Arredondo, who held other police officers back for more than one hour while Ramos murdered 19 students and two teachers in an elementary school classroom on May 24, is reportedly set to be fired on Saturday for his failure to properly apprehend the 18-year-old shooter.
According to CNN, Arredondo’s termination is scheduled to take place this weekend when the Uvalde Consolidated Independent School District meets for a board meeting. During another board meeting on Monday night, parents and Uvalde community members reportedly called for Arredondo’s termination by Tuesday.
As RadarOnline.com previously reported, Arredondo’s scheduled termination comes just days after his body cam footage from the day of the mass shooting was released.
In the newly released body cam footage, the Robb Elementary School police chief is heard attempting to negotiate with Ramos and convince the teenage shooter to lay down his weapon.
Arredondo also seemed to believe that Ramos had barricaded himself into an empty classroom, despite the fact the 18-year-old shooter was in a classroom with 19 young students and two teachers.
“Can you hear me sir?" Arredondo asked Ramos in the footage while rounds of gunfire are heard. “Sir, if you can hear me, please put your firearm down, sir.
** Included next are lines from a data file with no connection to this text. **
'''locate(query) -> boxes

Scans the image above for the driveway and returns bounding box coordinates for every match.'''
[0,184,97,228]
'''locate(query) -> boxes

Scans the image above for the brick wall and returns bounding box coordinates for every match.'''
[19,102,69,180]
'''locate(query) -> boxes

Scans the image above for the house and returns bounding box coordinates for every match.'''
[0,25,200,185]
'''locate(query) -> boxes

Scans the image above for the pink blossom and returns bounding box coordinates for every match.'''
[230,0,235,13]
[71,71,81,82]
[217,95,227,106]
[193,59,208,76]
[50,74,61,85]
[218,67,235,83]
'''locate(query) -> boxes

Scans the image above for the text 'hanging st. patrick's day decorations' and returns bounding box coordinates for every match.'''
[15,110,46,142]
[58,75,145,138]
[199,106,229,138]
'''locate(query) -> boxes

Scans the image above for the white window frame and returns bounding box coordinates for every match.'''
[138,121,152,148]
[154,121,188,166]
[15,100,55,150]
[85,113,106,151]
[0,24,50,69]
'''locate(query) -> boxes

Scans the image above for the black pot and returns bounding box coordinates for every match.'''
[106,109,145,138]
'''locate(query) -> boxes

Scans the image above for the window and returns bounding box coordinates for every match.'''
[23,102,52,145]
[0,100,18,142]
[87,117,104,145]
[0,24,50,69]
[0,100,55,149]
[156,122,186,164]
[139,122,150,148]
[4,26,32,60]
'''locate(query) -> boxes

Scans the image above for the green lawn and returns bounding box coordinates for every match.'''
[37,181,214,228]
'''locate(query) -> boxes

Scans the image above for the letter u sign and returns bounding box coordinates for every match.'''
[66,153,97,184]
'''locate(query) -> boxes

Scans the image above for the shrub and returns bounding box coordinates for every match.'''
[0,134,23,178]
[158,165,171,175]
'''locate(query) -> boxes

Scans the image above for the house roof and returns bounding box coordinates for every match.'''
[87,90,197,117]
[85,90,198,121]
We don't want anybody else hurt.”
“Let me know if there's any kids in there or anything,” Arredondo begged. “This could be peaceful.”
“Can you tell me your name, anything that can help please?”
Arredondo was placed on administrative leave shortly after the tragedy, and a recently released report published by the Texas House of Representatives found that the mass shooting was a result of “systemic failures and egregious poor decision making” by Arredondo and the other 400 responding officers.
“Other than the attacker, the Committee did not find any ‘villains’ in the course of its investigation,” the report found. “Instead, we found systemic failures and egregious poor decision making.”
“The void of leadership could have contributed to the loss of life as injured victims waited over an hour for help, and the attacker continued to sporadically fire his weapon.”
Steven McCraw, the Director Colonel of the Texas Dept. of Public Safety, also called the officers’ response on May 24 an “abject failure” and placed “sole blame” on Arredondo for deciding “to place the lives of officers before the lives of children."
"My approach and thought was responding as a police officer,” Arredondo responded, claiming he did not consider himself the “incident commander” in charge that day. “And so I didn't title myself.”